Signed-off-by: Ross Burton <ross.burton@arm.com>
---
 meta/lib/oe/utils.py | 4 ++--
 1 file changed, 2 insertions(+), 2 deletions(-)

Comments

Konrad Weihmann Nov. 24, 2021, 5:20 p.m. UTC | #1
On 24.11.21 18:15, Ross Burton wrote:
> Larger systems may have large numbers of cores, but beyond a certain
> point they can't all be used for compiling: whilst purely
> compute-intensive jobs can be parallelised to hundreds of cores,
> operations such as compressing (needs lots of RAM) or compiling (lots of
> I/O) don't scale linearly.
> 
> For example, the Marvel ThunderX2 has 32 cores, each capable of
> executing four threads, and can be configured with two sockets, making
> 256 CPUs according to Linux. Zstd using 256 threads has been seen to
> fail to allocate memory during even small recipes such as iso-codes.
> 
> Add a default cap of 64 CPUs to the cpu_count() method so that extreme
> parallisation is limited.  64 is high enough that meaningful gains
> beyond it are unlikely, but high enough that most systems won't be
> effected.
> 
> Signed-off-by: Ross Burton <ross.burton@arm.com>
> ---
>   meta/lib/oe/utils.py | 4 ++--
>   1 file changed, 2 insertions(+), 2 deletions(-)
> 
> diff --git a/meta/lib/oe/utils.py b/meta/lib/oe/utils.py
> index 7982b2b511..136650e6f7 100644
> --- a/meta/lib/oe/utils.py
> +++ b/meta/lib/oe/utils.py
> @@ -248,9 +248,9 @@ def trim_version(version, num_parts=2):
>       trimmed = ".".join(parts[:num_parts])
>       return trimmed
>   
> -def cpu_count(at_least=1):
> +def cpu_count(at_least=1, at_most=64):
>       cpus = len(os.sched_getaffinity(0))
> -    return max(cpus, at_least)
> +    return max(min(cpus, at_most), at_least)
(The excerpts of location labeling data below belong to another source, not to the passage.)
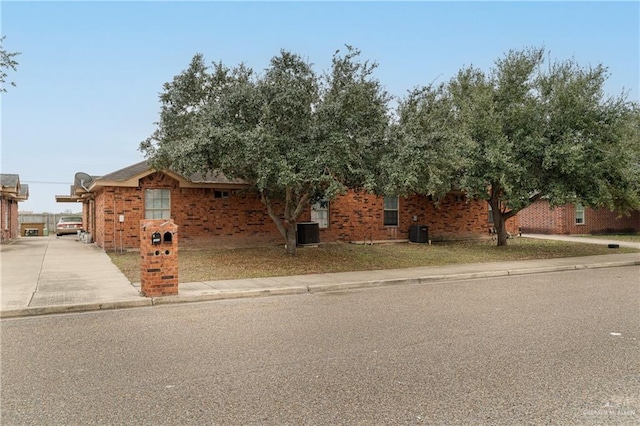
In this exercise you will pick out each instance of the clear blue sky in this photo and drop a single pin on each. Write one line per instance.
(90, 72)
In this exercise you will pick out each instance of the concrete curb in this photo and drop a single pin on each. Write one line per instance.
(71, 308)
(313, 288)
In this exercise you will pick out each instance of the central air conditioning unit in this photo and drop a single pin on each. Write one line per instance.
(308, 233)
(419, 233)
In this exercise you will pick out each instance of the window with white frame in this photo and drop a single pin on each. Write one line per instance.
(320, 213)
(579, 214)
(391, 211)
(157, 204)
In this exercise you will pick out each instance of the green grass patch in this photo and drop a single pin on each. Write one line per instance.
(618, 237)
(218, 264)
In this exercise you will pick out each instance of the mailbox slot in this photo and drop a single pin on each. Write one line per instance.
(156, 238)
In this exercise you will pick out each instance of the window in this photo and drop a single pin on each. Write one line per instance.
(579, 214)
(390, 211)
(320, 213)
(157, 204)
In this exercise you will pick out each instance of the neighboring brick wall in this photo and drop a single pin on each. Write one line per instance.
(242, 219)
(540, 218)
(8, 219)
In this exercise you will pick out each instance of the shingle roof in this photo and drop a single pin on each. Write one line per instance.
(143, 166)
(127, 172)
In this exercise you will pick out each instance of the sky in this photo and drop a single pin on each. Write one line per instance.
(90, 73)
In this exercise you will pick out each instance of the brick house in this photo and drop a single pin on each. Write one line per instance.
(11, 193)
(215, 210)
(540, 218)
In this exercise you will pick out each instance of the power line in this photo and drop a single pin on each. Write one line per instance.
(46, 182)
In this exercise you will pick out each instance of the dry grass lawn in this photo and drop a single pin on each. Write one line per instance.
(216, 264)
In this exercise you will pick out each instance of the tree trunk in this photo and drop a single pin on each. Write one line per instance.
(499, 222)
(499, 217)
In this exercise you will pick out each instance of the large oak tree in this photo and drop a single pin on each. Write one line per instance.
(521, 132)
(293, 135)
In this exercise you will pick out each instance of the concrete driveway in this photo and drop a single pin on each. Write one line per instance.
(34, 270)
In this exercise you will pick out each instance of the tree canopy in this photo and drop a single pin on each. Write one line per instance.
(519, 132)
(522, 132)
(292, 134)
(7, 62)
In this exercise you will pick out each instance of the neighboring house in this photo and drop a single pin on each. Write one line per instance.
(215, 210)
(540, 218)
(11, 193)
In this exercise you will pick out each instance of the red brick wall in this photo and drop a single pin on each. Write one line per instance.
(242, 218)
(540, 218)
(359, 217)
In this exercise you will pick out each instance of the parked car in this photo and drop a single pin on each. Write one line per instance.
(68, 225)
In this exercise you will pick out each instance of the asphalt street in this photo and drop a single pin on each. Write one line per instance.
(552, 348)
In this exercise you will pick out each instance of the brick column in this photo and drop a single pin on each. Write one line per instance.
(158, 257)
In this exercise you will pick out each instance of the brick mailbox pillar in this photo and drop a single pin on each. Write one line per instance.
(158, 257)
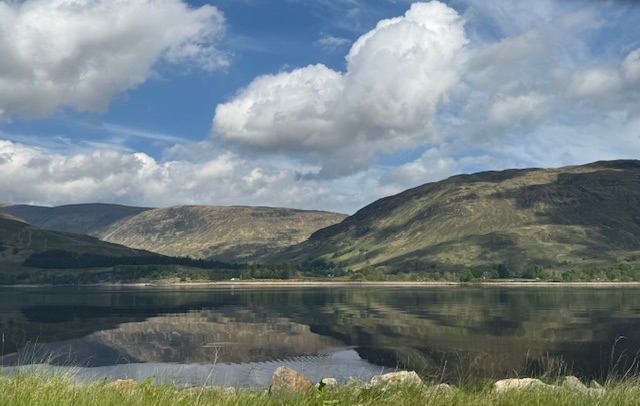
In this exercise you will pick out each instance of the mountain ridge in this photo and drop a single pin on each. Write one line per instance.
(517, 217)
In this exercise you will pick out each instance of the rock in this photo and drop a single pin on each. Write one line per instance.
(396, 377)
(123, 383)
(506, 384)
(285, 380)
(573, 383)
(227, 392)
(327, 383)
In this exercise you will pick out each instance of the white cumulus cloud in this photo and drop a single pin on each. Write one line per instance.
(396, 76)
(81, 53)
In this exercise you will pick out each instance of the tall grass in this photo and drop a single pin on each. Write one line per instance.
(35, 389)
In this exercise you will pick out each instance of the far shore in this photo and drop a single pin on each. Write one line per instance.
(275, 283)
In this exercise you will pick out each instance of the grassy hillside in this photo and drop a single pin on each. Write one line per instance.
(233, 234)
(567, 217)
(19, 240)
(92, 219)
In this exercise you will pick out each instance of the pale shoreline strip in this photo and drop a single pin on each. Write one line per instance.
(271, 283)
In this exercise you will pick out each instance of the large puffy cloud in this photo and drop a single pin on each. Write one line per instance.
(137, 179)
(80, 53)
(396, 76)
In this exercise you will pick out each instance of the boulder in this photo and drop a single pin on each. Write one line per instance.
(396, 377)
(507, 384)
(327, 383)
(286, 380)
(123, 383)
(573, 383)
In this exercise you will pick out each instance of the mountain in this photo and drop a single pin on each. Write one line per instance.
(19, 240)
(91, 219)
(232, 234)
(574, 216)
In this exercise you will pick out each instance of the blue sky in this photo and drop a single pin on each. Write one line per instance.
(311, 104)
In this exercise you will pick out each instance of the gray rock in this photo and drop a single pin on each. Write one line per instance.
(396, 377)
(285, 380)
(523, 383)
(327, 383)
(573, 383)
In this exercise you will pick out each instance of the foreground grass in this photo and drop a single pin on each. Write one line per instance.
(36, 389)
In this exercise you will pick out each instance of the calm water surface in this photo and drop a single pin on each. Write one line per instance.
(238, 336)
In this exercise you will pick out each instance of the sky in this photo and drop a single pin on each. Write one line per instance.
(309, 104)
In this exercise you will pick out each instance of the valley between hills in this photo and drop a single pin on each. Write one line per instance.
(570, 223)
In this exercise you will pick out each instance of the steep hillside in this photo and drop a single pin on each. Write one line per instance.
(91, 219)
(18, 240)
(571, 216)
(231, 234)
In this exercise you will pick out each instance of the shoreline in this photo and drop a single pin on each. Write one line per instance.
(273, 283)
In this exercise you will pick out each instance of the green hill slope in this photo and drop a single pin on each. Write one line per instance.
(92, 219)
(232, 234)
(573, 217)
(19, 240)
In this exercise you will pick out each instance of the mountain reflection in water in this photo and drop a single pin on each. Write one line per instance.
(444, 332)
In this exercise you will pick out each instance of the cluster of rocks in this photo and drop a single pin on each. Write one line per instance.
(288, 381)
(568, 382)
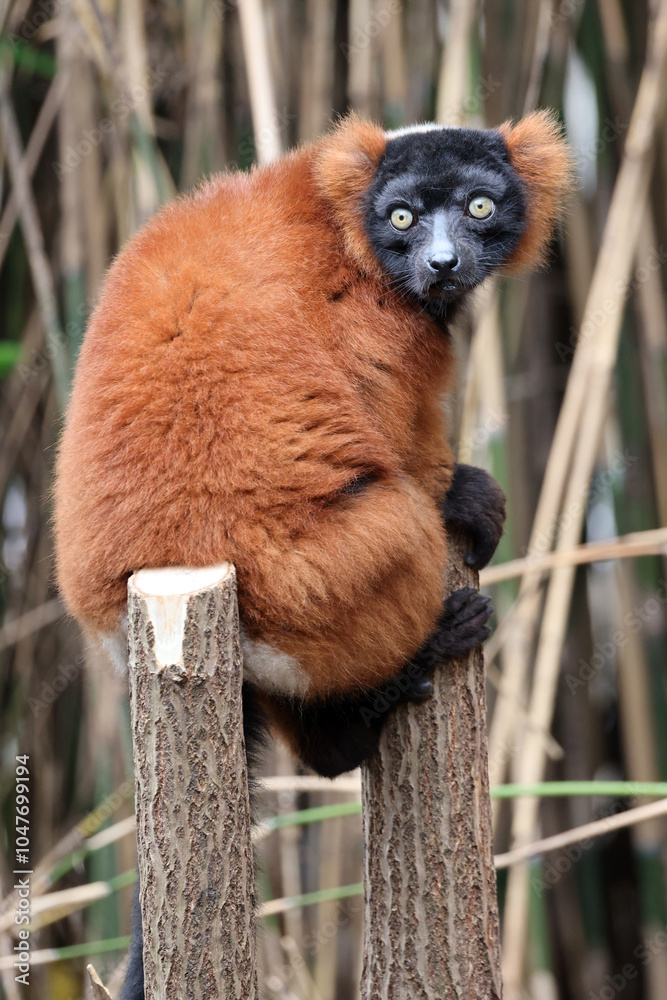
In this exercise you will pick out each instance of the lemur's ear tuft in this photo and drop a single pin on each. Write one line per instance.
(345, 165)
(539, 154)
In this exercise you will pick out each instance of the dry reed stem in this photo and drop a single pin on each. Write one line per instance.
(582, 418)
(598, 828)
(40, 267)
(455, 65)
(632, 546)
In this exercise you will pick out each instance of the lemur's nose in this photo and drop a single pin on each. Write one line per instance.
(443, 263)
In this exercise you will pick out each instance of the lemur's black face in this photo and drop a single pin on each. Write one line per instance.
(445, 209)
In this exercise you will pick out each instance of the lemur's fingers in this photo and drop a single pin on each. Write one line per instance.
(462, 626)
(476, 502)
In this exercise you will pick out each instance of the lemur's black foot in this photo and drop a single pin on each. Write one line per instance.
(476, 502)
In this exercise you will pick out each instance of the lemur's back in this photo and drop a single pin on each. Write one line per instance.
(238, 375)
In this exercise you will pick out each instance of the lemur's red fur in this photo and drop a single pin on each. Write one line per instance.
(245, 361)
(542, 161)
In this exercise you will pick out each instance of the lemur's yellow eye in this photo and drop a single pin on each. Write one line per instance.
(481, 207)
(401, 218)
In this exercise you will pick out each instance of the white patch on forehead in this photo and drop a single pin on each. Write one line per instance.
(272, 670)
(411, 129)
(269, 669)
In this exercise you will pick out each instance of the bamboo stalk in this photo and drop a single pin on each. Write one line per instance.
(39, 265)
(262, 96)
(580, 426)
(454, 81)
(632, 546)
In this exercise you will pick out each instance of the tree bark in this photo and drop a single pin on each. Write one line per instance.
(431, 915)
(193, 816)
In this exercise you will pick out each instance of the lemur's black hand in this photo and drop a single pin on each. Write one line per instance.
(476, 502)
(337, 734)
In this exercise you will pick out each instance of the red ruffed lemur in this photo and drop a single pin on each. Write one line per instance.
(261, 383)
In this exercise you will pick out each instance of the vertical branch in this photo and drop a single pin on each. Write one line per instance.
(193, 816)
(431, 912)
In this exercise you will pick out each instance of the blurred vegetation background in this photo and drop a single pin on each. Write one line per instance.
(110, 107)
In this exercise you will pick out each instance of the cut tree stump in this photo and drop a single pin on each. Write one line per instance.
(431, 915)
(193, 817)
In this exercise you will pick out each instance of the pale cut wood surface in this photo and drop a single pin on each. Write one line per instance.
(193, 816)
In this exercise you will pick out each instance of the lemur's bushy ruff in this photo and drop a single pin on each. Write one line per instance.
(255, 386)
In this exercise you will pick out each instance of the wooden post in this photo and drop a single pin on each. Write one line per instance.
(193, 816)
(431, 917)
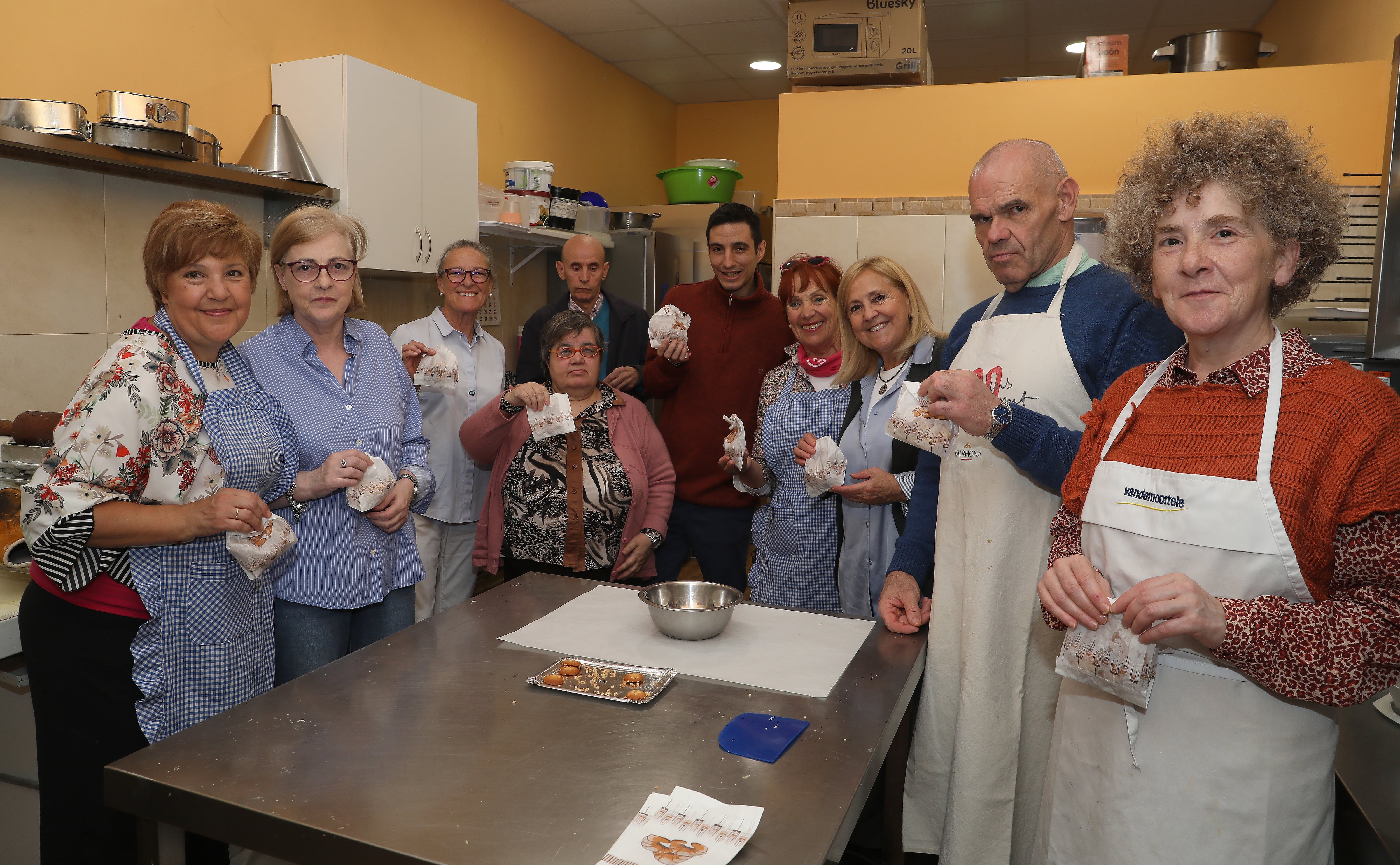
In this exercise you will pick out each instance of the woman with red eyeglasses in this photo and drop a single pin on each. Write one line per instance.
(591, 503)
(794, 535)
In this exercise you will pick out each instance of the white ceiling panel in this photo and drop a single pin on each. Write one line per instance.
(976, 52)
(972, 20)
(652, 44)
(675, 13)
(673, 71)
(766, 89)
(699, 51)
(737, 66)
(729, 90)
(736, 37)
(587, 17)
(1094, 17)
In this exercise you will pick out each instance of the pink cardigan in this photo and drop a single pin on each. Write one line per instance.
(492, 439)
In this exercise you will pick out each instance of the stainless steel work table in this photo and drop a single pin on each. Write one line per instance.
(429, 747)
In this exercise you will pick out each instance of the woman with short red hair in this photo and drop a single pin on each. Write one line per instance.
(794, 535)
(139, 623)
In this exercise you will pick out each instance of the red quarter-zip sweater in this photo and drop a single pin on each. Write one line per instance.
(734, 342)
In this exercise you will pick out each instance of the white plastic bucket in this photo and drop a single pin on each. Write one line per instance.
(530, 174)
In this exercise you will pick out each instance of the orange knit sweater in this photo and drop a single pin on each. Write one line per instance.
(1336, 475)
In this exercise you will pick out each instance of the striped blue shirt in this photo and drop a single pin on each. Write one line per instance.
(341, 560)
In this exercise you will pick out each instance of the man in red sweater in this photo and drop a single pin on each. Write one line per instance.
(737, 334)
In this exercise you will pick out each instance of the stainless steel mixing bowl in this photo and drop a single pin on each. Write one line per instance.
(691, 611)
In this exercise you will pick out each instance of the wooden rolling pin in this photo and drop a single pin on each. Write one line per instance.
(33, 427)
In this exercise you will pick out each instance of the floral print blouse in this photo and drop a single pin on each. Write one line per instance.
(132, 433)
(537, 497)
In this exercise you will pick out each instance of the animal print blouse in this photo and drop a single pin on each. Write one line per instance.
(535, 493)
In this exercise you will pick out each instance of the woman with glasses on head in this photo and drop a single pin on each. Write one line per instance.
(349, 581)
(591, 503)
(794, 535)
(447, 531)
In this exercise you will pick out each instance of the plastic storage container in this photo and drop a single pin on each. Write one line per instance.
(530, 174)
(489, 204)
(699, 184)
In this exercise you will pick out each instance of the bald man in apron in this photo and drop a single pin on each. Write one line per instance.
(1020, 371)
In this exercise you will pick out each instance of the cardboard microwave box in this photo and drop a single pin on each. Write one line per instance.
(857, 43)
(1105, 57)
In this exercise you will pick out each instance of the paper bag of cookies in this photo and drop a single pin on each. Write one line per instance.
(257, 551)
(555, 419)
(437, 370)
(913, 422)
(668, 324)
(827, 468)
(373, 488)
(734, 443)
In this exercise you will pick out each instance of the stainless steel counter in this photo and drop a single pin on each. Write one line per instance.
(430, 748)
(1368, 763)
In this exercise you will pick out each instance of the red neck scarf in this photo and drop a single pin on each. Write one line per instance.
(821, 367)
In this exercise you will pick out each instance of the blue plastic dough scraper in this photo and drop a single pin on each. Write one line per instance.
(761, 737)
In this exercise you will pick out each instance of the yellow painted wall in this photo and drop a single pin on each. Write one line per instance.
(925, 141)
(744, 132)
(541, 97)
(1331, 31)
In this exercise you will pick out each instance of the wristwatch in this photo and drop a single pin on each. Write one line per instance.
(297, 507)
(1000, 418)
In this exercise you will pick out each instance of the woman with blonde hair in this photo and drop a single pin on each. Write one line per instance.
(349, 581)
(887, 338)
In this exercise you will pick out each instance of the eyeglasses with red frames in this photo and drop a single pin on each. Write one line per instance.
(310, 272)
(457, 275)
(817, 261)
(568, 352)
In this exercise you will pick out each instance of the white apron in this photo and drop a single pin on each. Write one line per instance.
(1216, 769)
(976, 766)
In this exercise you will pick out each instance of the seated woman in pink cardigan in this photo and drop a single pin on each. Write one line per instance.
(591, 503)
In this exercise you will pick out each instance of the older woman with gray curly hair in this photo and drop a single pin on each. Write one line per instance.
(1233, 513)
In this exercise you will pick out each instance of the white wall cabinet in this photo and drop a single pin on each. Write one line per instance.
(401, 153)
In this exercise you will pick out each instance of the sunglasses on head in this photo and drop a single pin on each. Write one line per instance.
(817, 261)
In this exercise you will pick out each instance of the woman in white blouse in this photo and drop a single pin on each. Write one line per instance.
(447, 531)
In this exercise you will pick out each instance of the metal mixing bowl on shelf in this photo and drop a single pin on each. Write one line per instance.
(689, 609)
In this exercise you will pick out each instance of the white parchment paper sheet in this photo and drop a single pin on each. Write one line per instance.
(779, 650)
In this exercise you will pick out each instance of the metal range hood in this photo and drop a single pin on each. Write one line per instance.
(278, 152)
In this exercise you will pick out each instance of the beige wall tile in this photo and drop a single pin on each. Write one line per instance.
(41, 373)
(52, 227)
(129, 208)
(967, 279)
(835, 237)
(918, 244)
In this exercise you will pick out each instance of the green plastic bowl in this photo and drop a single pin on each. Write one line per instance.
(699, 184)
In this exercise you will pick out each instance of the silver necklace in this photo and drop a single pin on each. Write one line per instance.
(885, 383)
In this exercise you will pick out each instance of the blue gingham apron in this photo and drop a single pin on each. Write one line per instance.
(794, 535)
(209, 643)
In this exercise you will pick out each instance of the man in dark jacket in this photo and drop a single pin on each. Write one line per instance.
(583, 268)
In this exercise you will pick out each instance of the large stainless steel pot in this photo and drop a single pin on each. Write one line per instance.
(622, 222)
(139, 110)
(1216, 50)
(68, 120)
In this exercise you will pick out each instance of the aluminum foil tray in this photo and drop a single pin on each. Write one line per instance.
(604, 679)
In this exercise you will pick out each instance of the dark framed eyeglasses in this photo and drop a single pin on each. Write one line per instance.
(457, 275)
(817, 261)
(310, 272)
(568, 352)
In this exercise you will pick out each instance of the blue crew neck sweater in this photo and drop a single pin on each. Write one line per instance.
(1108, 328)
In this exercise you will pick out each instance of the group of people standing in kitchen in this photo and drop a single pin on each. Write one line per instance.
(1086, 397)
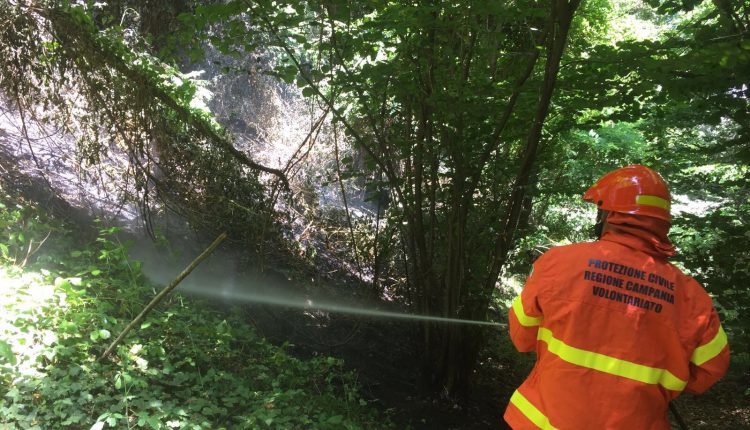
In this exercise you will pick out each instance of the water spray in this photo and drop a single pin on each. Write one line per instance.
(306, 304)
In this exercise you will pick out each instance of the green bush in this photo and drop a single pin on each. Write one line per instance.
(187, 367)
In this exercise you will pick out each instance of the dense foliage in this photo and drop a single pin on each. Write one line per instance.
(187, 366)
(474, 126)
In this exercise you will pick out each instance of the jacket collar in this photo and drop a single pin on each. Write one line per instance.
(643, 233)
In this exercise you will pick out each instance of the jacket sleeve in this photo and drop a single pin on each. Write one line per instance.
(525, 314)
(710, 360)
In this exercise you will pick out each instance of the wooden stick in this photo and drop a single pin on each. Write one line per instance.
(159, 297)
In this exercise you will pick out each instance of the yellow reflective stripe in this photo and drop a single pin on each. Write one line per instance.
(710, 350)
(531, 412)
(652, 201)
(524, 319)
(611, 365)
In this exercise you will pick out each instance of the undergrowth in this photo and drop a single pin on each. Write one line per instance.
(188, 366)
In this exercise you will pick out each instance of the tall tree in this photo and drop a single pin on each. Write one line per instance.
(448, 101)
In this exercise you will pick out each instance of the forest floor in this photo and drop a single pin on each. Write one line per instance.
(382, 353)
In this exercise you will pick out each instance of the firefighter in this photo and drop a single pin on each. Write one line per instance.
(618, 331)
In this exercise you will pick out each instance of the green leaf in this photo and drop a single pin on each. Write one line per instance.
(7, 353)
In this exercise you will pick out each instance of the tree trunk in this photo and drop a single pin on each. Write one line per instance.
(461, 345)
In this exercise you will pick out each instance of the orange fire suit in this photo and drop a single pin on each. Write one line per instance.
(618, 332)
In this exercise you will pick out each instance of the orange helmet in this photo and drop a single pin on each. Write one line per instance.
(632, 189)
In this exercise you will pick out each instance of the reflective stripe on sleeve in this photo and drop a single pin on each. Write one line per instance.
(611, 365)
(524, 319)
(710, 350)
(530, 411)
(652, 201)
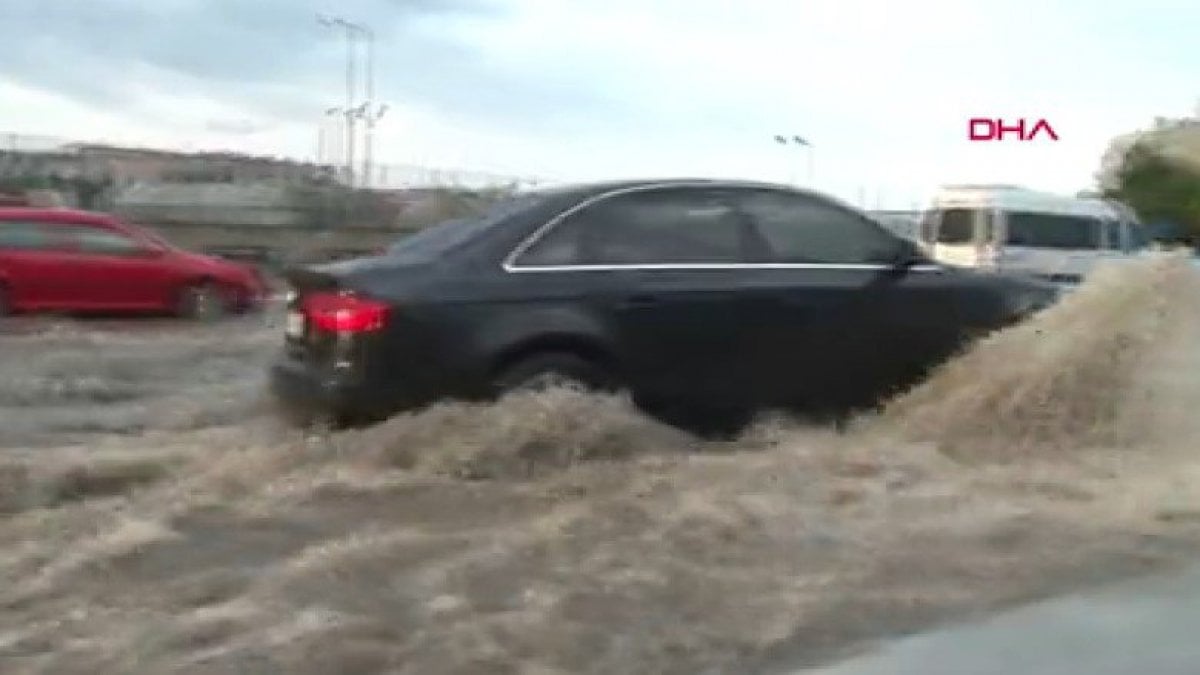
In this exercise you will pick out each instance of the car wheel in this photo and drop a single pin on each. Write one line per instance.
(543, 371)
(202, 302)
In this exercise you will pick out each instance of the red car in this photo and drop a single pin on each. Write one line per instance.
(63, 260)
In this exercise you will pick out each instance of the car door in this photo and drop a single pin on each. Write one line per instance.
(30, 268)
(839, 321)
(113, 269)
(664, 266)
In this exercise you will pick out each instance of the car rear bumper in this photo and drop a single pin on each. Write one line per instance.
(304, 388)
(342, 394)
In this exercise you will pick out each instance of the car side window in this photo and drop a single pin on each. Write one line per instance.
(803, 230)
(665, 226)
(101, 242)
(17, 236)
(1113, 239)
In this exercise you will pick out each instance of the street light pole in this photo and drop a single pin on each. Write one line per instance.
(801, 143)
(352, 33)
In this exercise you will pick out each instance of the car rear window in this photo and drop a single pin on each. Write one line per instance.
(1053, 231)
(23, 236)
(439, 239)
(957, 226)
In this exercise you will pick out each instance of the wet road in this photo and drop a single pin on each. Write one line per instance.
(1145, 626)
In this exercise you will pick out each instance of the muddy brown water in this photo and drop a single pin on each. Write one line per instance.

I like that patch, 64 threads seems a reasonable choice to me.
Can we somehow have that documented in the migration guide for instance 
(??), as I think there may be one or another user out there, that will 
notice a change in their build performance.

>   
>   def execute_pre_post_process(d, cmds):
>       if cmds is None:
> 
> 
> 
> -=-=-=-=-=-=-=-=-=-=-=-
> Links: You receive all messages sent to this group.
> View/Reply Online (#158731): https://lists.openembedded.org/g/openembedded-core/message/158731
> Mute This Topic: https://lists.openembedded.org/mt/87285695/3647476
> Group Owner: openembedded-core+owner@lists.openembedded.org
> Unsubscribe: https://lists.openembedded.org/g/openembedded-core/unsub [kweihmann@outlook.com]
> -=-=-=-=-=-=-=-=-=-=-=-
>

Patch

diff --git a/meta/lib/oe/utils.py b/meta/lib/oe/utils.py
index 7982b2b511..136650e6f7 100644
--- a/meta/lib/oe/utils.py
+++ b/meta/lib/oe/utils.py
@@ -248,9 +248,9 @@  def trim_version(version, num_parts=2):
     trimmed = ".".join(parts[:num_parts])
     return trimmed
 
-def cpu_count(at_least=1):
+def cpu_count(at_least=1, at_most=64):
     cpus = len(os.sched_getaffinity(0))
-    return max(cpus, at_least)
+    return max(min(cpus, at_most), at_least)
 
 def execute_pre_post_process(d, cmds):
     if cmds is None: